“The water is very green and has a sweet taste, both boys wrote in their diaries, at different times.”
“I know of witches who whistle at different pitches, calling things that don't have names.”
“Aya overflows with aché or power. When the accent is taken off it, ache describes, in English, bone-deep pain. But otherwise aché is blood... fleeing and returning... red momentum. Aché is, ache is is is, kin to fear--a frayed pause near the end of a thread where the clothe matters too much to fail. The kind of need that takes you across water on nothing but bare feet. Aché is energy, damage, it is constant, in Aya's mind all the time. She was born that way--powerful, half mad, but quiet about it.”
“Juju is not enough to protect you. Everything you have I will turn against you. I'll turn sugar bitter for you. I'll take your very shield and crack it on your head.”
“It occurred to me that I was unhappy. And it didn’t feel so very terrible. No urgency, nothing.
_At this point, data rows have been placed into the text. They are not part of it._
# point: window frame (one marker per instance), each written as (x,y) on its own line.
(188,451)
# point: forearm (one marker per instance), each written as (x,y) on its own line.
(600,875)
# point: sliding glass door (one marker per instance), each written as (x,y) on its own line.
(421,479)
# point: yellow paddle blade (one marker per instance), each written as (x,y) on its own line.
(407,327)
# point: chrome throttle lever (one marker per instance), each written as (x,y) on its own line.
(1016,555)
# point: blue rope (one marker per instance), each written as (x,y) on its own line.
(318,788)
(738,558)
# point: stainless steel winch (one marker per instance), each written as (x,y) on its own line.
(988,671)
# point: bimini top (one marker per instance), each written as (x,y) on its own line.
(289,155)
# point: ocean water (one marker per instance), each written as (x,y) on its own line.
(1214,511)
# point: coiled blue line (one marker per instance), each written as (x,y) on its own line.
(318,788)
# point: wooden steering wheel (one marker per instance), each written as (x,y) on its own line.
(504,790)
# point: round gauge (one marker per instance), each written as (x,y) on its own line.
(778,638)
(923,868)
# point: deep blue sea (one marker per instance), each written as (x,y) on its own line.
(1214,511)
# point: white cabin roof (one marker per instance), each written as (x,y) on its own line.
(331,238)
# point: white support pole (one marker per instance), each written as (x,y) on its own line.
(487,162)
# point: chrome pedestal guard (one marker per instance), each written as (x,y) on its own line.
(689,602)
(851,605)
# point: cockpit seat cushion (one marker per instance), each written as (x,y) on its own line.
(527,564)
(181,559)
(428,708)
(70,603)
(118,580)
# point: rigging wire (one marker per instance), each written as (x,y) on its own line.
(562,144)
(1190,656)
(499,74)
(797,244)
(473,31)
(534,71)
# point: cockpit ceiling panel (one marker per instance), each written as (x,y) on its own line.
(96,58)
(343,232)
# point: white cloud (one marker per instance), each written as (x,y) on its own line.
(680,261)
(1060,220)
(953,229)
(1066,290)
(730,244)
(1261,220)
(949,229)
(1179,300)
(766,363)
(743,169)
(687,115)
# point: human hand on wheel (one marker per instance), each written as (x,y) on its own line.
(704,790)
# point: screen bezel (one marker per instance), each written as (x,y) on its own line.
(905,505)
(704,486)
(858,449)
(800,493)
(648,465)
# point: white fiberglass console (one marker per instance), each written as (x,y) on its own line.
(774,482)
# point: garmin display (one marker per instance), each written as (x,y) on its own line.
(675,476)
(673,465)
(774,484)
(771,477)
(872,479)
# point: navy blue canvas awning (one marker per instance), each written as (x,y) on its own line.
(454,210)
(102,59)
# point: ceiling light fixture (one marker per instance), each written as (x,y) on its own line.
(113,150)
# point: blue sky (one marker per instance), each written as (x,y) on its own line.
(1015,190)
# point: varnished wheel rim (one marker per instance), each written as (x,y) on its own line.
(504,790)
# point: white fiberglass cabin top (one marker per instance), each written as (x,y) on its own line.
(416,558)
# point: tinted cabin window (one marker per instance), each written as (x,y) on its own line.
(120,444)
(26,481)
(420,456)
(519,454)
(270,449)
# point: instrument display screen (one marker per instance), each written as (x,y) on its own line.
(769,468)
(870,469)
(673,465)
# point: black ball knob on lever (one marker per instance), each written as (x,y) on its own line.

I could slip out of my life on a slow wave like this—it didn’t matter. I don’t have to be happy. All I have to do is hold on to something and wait.”
“She isn't a storm or a leader or a king or a war or anyone whose life and death makes noise. The problem is words. There is skin, yes. And then, inside that, there is your language, the casual, inherited magic spells taht make your skin real. It's too late now--even if we could say "Shut up" or "Where's my dinner?" in the first language, the real language, the words weren't born in us. And unless your skin and your language touch each other without interruption, there is no word strong enough to make you understand that it matters that you live. The things that really "stay" are an Orisha, a kind night, a pretended boy, a garden song that made no sense. Those come closer to being enough.”
“Aside from infrequent comments ("Cheer up, love," or "It's not Hallo'ween"), no one wondered why a teenager was dressed up as a chic governess. Sylvie approved of Miri, even at the same time as she was confused by her. "It's a style at least," she said, and took off her rope of pearls and looped them around Miri's neck.”